I'm actuAlly 4g so one step better :) I'm presuming the pump will just kick in as normal whenever the boiler is told to fire up as that won't be wired up to the wiring centre like normal
 
I'm actuAlly 4g so one step better :) I'm presuming the pump will just kick in as normal whenever the boiler is told to fire up as that won't be wired up to the wiring centre like normal


the combi will be in essence a system boiler on an s plan, wiring as normally done with this type of install.
 
Pump will fire when u close the volt free contact for ch. It's not quite an Splan wiring
 
I have done this quite a few times, putting a DHW cylinder on a combi boiler.
I'm assuming that the cylinder will be a cylinder without a heat exchanger / coil installed.

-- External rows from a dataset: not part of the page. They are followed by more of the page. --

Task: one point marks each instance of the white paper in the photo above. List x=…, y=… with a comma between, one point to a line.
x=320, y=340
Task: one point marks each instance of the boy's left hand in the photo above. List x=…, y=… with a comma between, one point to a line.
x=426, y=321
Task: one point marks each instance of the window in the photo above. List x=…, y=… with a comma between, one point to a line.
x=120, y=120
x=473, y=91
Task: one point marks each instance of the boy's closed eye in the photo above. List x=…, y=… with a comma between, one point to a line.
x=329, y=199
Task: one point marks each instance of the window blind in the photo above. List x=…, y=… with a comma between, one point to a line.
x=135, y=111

The way i have done it is to disconnect the electric element from the electric supply and use the cylinder stat to control a pump.
When the cylinder calls for heat, it switches the pump on and activates the boiler for domestic hot water.
Have done this with 50, 80, & 125 ltr cylinders and the customers seem happy with greater hot water supply and greater hot water pressure, being that the cylinder is connected to the mains and the DHW is not going through the boiler.